How Alaska’s Recent Heat Wave May Worsen Climate Warming

July 11, 2019 | 12:17 pm
Melting permafrost on Alaska's North Slope. Photo: NASA/JPL-Caltech
Carly Phillips
Research Scientist

Over the holiday weekend, three cities in Alaska experienced record heat with temperatures in Anchorage reaching 90°F. In a city where local July temperatures averaged 61°F in 2018, this extreme heat illustrates the dramatic effects of climate change in northern regions of the world. These record-breaking temperatures, however, could further intensify climate warming by priming Alaskan landscapes to release carbon and heat-trapping gases in two major ways.

First, extreme heat in Alaska may worsen climate change by accelerating the thaw of carbon-rich permafrost. Permafrost, which underlies most of Alaska, locks away vast quantities of carbon in continuously frozen earth.  As temperatures rise and permafrost thaws, this carbon becomes vulnerable to decomposition, which can release carbon dioxide and methane into the atmosphere. As a result, extreme heat, like that seen over the weekend, may initiate a positive feedback loop (warming begets carbon release begets warming, etc.) that threatens to further exacerbate climate warming.

Permafrost distribution in Alaska (purple shows continuous permafrost, pink shows discontinuous permafrost, and green shows sporadic permafrost). Data from National Snow & Ice Data Center.

Second, extreme heat can also prime Alaska’s landscapes for wildfires, which release huge amounts of heat trapping gases as they burn. Alaska’s soils are chock full of carbon, both in permafrost and the overlain active layer that thaws out each summer. By drying out these soils and above-ground vegetation, high temperatures create conditions that favor not only ignition, but also fire spread.

Recent wildfires have already surpassed historic return intervals and intensities, burning both a larger forested area and deeper into carbon-rich soils, magnifying the emissions from Alaskan wildfires. In a truly unfortunate synergism, wildfires can also accelerate permafrost thaw by removing the insulating active layer.

To avoid the most catastrophic consequences of climate change, we must reduce emissions and protect what carbon is already stored, including carbon stored below ground in Alaska.
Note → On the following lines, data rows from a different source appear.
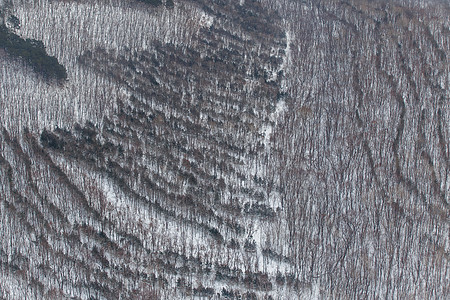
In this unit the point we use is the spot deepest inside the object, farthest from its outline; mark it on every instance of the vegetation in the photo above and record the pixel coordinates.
(152, 2)
(33, 52)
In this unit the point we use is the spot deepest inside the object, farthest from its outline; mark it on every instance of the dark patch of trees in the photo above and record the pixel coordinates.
(34, 53)
(152, 2)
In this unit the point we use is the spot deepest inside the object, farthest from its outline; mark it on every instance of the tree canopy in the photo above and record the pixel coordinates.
(34, 53)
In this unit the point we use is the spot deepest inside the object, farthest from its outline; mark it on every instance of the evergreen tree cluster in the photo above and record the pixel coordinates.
(33, 52)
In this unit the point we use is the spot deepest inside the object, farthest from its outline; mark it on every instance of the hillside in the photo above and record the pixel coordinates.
(252, 149)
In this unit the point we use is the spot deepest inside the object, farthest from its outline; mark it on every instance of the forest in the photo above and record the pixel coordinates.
(33, 52)
(221, 149)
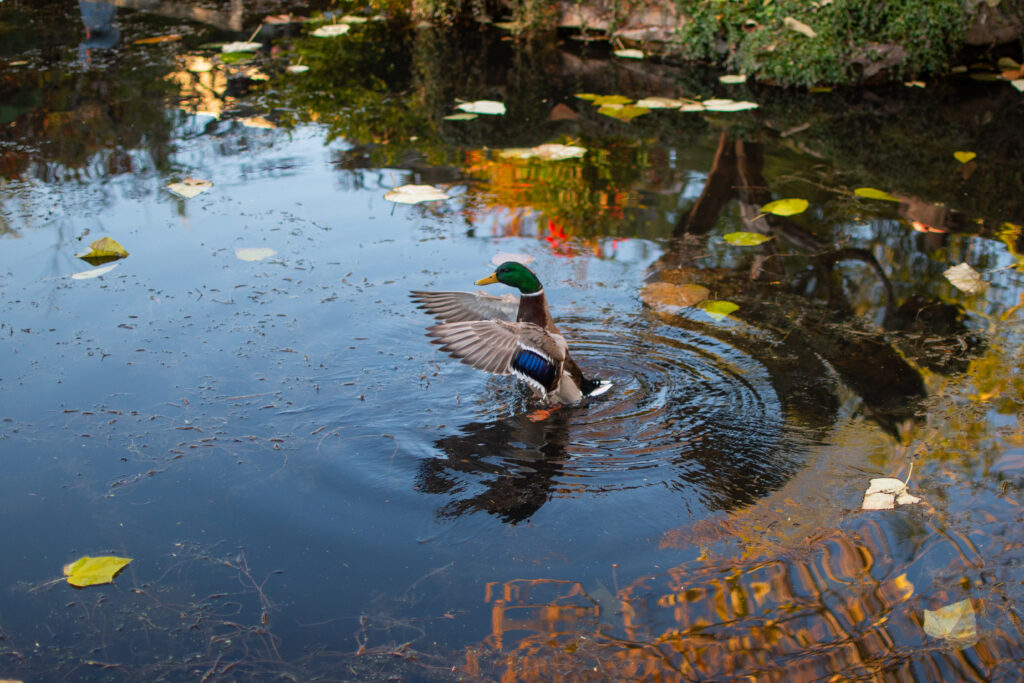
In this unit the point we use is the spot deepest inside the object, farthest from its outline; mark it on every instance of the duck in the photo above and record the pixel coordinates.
(509, 335)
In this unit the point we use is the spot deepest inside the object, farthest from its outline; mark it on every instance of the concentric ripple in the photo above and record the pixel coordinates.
(688, 412)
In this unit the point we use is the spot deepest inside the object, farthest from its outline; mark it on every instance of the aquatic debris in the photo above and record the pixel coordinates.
(253, 253)
(955, 623)
(331, 31)
(487, 107)
(548, 152)
(966, 279)
(242, 46)
(94, 272)
(416, 194)
(102, 250)
(189, 187)
(886, 493)
(94, 570)
(745, 239)
(872, 194)
(630, 53)
(785, 207)
(717, 310)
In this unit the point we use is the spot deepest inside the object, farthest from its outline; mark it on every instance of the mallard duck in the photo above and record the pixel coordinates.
(504, 335)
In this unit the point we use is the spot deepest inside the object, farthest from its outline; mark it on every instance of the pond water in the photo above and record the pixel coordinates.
(308, 488)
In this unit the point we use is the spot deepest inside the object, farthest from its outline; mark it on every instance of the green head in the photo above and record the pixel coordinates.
(514, 274)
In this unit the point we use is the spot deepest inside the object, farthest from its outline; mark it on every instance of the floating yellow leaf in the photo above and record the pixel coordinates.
(745, 239)
(92, 570)
(955, 623)
(331, 31)
(103, 251)
(601, 100)
(718, 309)
(872, 194)
(786, 207)
(189, 187)
(966, 279)
(623, 112)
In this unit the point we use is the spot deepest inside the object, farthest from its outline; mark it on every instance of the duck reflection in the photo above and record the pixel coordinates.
(507, 468)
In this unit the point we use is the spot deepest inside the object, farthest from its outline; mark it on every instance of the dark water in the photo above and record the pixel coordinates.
(308, 488)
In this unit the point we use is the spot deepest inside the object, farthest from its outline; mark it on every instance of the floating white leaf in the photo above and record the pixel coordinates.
(94, 272)
(487, 107)
(630, 53)
(966, 279)
(886, 493)
(549, 152)
(331, 31)
(955, 623)
(253, 253)
(416, 194)
(241, 47)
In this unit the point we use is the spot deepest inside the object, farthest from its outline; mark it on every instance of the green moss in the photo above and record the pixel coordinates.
(855, 38)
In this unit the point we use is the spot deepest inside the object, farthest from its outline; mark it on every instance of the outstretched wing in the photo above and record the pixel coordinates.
(523, 349)
(460, 306)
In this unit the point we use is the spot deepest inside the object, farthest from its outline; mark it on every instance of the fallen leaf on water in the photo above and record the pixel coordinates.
(549, 152)
(955, 623)
(94, 272)
(243, 46)
(966, 279)
(872, 194)
(253, 253)
(745, 239)
(630, 53)
(502, 256)
(718, 309)
(670, 298)
(799, 27)
(886, 493)
(189, 187)
(102, 251)
(488, 107)
(623, 112)
(659, 103)
(331, 31)
(416, 194)
(786, 207)
(170, 38)
(93, 570)
(728, 105)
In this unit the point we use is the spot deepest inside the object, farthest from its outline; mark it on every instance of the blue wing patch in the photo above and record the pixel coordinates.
(536, 367)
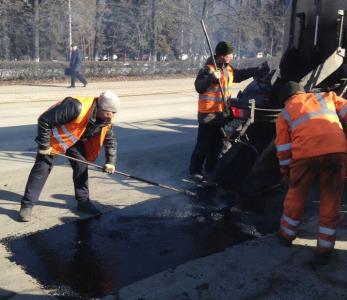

While protecting permafrost carbon will require global reductions in emissions and stabilization of global temperatures, Alaskan wildfires present an unusual opportunity – one where we can intervene and reduce emissions, using a technique (fire management) with which we are already well acquainted.  Despite this opportunity, fire management is largely overlooked as an approach to reduce emissions.

As global temperatures climb, extreme heat, like we saw over the holiday, not only harms the communities that live there but also threatens to increase emissions out of Alaska and further destabilize our climate.  We ignore these feedbacks at our peril, because what happens in Alaska will have consequences for us all.